Colorado Catholicism

By Thomas J. Noel

ST. MARY (1953)

Ault is a town of around 1,000 people, located in western Weld County ten miles north of Greeley. Founded in 1898, it was named for Alexander Ault, the principal grain buyer in the area. Although Dominic Morera, SF, pastor of Our Lady of Peace in Greeley, was tending sixteen other missions, he showed special concern for Ault. He established St. Mary mission there in 1953 and wrote to Archbishop Vehr in 1955:

Ault is the heart of the sugar beet district of Northern Colorado. There is a great percentage of Spanish-speaking people in the area. . . . The people are poor, many of them employed only during the summer months.

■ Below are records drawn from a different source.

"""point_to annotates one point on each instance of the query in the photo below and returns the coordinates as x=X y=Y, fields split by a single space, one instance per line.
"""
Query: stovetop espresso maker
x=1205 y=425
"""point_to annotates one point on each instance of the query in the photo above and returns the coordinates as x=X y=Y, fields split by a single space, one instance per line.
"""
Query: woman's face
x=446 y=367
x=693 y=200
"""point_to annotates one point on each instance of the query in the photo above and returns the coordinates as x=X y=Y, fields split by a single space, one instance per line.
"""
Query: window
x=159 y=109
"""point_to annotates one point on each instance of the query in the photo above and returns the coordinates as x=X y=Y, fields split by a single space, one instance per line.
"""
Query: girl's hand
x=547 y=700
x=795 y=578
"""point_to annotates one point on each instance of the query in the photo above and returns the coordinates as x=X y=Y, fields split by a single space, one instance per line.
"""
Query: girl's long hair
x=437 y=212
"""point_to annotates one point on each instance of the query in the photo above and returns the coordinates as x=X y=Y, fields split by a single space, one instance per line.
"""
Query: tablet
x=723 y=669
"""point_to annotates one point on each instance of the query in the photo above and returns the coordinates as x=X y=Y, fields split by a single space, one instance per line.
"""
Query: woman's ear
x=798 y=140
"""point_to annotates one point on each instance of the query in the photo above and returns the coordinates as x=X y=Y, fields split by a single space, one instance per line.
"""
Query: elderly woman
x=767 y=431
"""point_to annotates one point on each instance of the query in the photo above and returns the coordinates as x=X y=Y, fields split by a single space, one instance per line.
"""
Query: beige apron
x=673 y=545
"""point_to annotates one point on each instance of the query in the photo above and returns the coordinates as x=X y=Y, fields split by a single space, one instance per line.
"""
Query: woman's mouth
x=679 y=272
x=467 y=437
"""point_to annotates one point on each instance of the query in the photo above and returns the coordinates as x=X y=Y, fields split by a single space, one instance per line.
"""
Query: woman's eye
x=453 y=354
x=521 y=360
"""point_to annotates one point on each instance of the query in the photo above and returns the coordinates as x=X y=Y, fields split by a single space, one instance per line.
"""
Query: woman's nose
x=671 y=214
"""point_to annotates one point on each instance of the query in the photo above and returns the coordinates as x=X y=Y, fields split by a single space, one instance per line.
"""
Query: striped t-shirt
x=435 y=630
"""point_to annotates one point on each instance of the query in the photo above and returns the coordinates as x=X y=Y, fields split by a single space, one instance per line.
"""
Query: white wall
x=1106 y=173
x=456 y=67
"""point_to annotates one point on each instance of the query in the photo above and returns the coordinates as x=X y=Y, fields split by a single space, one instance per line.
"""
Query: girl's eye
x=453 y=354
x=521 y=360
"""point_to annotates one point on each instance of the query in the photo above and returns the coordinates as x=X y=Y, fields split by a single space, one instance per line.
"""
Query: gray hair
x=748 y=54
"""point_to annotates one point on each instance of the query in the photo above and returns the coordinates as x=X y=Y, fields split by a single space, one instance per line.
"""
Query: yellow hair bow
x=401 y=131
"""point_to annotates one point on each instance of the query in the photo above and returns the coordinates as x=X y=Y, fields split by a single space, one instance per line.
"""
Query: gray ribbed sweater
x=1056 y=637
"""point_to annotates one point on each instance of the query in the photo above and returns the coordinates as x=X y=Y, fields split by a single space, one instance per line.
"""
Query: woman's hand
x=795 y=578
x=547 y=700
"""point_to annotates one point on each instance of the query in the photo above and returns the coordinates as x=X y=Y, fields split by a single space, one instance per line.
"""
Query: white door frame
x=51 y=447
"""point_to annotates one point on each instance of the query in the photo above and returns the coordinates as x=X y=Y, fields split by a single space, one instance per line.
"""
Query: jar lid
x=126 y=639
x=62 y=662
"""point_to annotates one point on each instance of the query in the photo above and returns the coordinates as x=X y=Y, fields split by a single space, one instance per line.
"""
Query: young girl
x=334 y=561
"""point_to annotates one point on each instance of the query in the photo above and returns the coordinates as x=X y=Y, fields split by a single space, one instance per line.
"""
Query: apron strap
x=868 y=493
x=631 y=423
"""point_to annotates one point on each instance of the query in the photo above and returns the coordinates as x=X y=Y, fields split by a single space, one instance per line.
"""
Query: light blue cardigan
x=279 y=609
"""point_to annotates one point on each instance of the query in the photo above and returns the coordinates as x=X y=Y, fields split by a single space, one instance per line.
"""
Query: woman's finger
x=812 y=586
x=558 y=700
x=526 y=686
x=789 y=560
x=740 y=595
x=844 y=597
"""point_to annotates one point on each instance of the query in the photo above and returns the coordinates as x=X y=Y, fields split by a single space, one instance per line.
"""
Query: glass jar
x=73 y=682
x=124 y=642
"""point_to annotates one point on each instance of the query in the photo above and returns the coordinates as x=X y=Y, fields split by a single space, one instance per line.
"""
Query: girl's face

Yet they spend $6,000 on the church.

Rewarding the generosity of the thirty-eight families of the Ault Mission, the Catholic Extension Society of Chicago donated $2,970 to help them acquire a one-room schoolhouse from the Ault School District. Father Morera and his flock then bought two lots of J.C. Romero's cornfield in northeastern Ault and moved the frame schoolhouse there before remodeling it into a 100-seat chapel, furnished with secondhand fixtures from other churches.

Over the years, that humble little frame chapel has evolved into a small but handsome brick-fronted church with almost 100 member families in 1988. Parishioners from Ault, Nunn, Pierce, and surrounding areas welcome the missionary ministry from Greeley's Hispanic oriented parish, Our Lady of Peace.